偉いものだ。出来れば頭を撫でてあげたかったが、そんな事をしたら折角仕事を優先すると決めた彼女の意思を無駄にしてしまう。
今日はあくまで内密に来た、という事でハン・バガーセットを食べ終えたら、素直にこの国を去るとしよう。
久々に食べた本物のハン・バガーはやはり素晴らしいものだった。私が初めて食べた時と全く変わらない味である。
まぁ、一ヶ月もしないのに古くから続く名物料理の味が変わるわけが無いのだが。もどきを食べた私にとっては、感動せざるを得ない味だったのだ。
是非家の皆にも味わってもらいたい味なのだが、あの子達は私と味覚が少し異なっているようで、私がちょうど良いと思う塩味は、あの子達には濃すぎるようなのだ。
薄味のハン・バガーを作れば良いのだが、生憎とハン・バガーに使用されているタレは最初から仕込まれているものであるため、態々薄味を用意しようとすると非常に手間が掛かるようだ。
残念だが、あの子達へのお土産として持って行くのは止めておこう。
その代わり、私があの子達に振る舞えるようになればいいのだ。レシピを聞くような無粋な事は流石に出来ないので、しっかりと味を覚えて、いつかは再現できるようにしておこう。

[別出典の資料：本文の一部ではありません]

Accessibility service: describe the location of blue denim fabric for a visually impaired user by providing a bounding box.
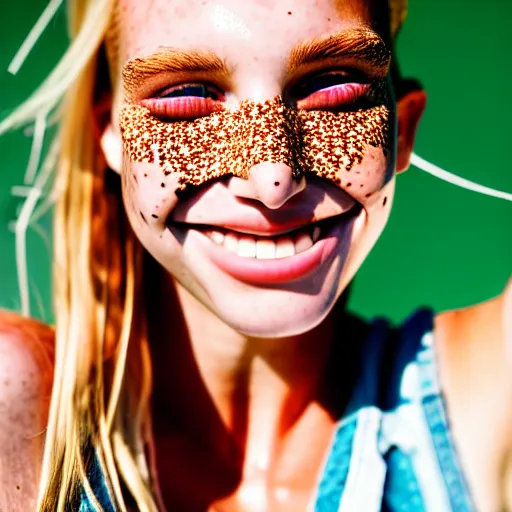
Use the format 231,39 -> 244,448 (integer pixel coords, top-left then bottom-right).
79,309 -> 476,512
78,454 -> 117,512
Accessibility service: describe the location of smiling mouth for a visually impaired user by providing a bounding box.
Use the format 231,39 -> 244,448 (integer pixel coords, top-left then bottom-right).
168,208 -> 357,260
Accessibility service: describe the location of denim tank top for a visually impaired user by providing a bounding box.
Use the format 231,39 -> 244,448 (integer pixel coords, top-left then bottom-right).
78,309 -> 476,512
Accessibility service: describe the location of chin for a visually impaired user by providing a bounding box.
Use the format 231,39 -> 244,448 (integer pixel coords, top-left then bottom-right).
192,254 -> 348,338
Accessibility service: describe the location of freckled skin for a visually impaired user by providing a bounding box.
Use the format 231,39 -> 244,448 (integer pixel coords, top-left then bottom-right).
113,0 -> 396,336
120,88 -> 390,192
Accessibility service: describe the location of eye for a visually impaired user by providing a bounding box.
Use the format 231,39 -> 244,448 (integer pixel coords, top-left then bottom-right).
290,72 -> 370,110
140,83 -> 225,121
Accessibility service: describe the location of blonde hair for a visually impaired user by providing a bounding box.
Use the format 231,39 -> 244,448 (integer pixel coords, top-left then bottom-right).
0,0 -> 414,512
0,0 -> 158,512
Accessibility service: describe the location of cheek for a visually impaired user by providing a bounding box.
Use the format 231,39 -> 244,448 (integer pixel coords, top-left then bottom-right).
122,155 -> 179,231
338,146 -> 394,206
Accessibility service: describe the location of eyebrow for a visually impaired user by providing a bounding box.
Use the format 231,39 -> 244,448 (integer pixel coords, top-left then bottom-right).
122,28 -> 391,97
288,28 -> 391,78
122,48 -> 229,96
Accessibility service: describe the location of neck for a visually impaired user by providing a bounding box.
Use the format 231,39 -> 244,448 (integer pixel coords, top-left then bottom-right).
149,270 -> 342,466
151,272 -> 333,441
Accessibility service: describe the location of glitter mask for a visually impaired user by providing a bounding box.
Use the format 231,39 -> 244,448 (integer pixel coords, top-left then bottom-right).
120,89 -> 391,189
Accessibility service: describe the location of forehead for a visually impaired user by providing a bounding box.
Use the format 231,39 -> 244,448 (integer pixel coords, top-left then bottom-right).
116,0 -> 380,65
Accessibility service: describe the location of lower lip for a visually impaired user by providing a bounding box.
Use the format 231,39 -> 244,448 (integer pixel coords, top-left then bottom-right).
194,216 -> 353,284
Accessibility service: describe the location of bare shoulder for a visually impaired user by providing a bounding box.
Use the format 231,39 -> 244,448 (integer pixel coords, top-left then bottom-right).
0,311 -> 54,512
435,281 -> 512,510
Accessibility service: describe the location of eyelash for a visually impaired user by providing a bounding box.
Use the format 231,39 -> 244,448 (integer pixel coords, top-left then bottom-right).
141,72 -> 370,121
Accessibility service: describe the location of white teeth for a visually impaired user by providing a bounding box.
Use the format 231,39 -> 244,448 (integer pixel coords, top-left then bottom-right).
237,236 -> 256,258
224,233 -> 238,254
205,226 -> 320,260
256,238 -> 276,260
210,231 -> 224,245
295,233 -> 313,254
276,237 -> 295,258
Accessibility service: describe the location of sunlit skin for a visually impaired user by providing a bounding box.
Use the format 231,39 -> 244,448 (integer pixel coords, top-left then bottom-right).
91,0 -> 508,511
0,0 -> 512,512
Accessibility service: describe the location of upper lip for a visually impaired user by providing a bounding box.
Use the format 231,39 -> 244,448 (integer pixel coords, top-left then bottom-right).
168,204 -> 357,237
170,182 -> 361,237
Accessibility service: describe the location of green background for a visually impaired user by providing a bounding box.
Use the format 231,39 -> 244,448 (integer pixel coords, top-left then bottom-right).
0,0 -> 512,321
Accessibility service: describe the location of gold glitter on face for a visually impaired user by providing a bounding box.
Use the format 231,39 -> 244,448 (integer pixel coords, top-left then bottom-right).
120,89 -> 391,189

調理器具は家の皆に料理を振る舞うために購入してあるし、オーブンなどの大規模な者は『我地也』を使用すれば問題無く家に設置する事が出来る筈だ。
最後の一口までしっかりと味わい、食事が終わったところで宿を後にする事にした。本来であれば挨拶の一つでもするべきなのだろうが、あくまでも内密での行動だ。またいづれ、ここに来た時にでも今日の事も含めてシンシア達と話をしよう。
そう言うわけで、ユージェンやエリィ、エレノアにも声を掛けずにこの街を東門から出る事にした。
彼等と話をした場合、確実に長話をする自信があるからな。話をしている内に城門が閉まってしまい、街の外へ出られなくなる、と言う事態は避けなければ。
東門をでて、ある程度距離をとったらいよいよこの国から離れる事になる。だが、まだ"楽園"には帰れない。
最後に一つだけ、やるべき事が残っているからだ。
服をフレミーの糸で作られた物に着替えた後、角と翼を出現させて飛翔する。ある程度の高度まで達したら、そこから噴射飛行を開始して、更に上昇する。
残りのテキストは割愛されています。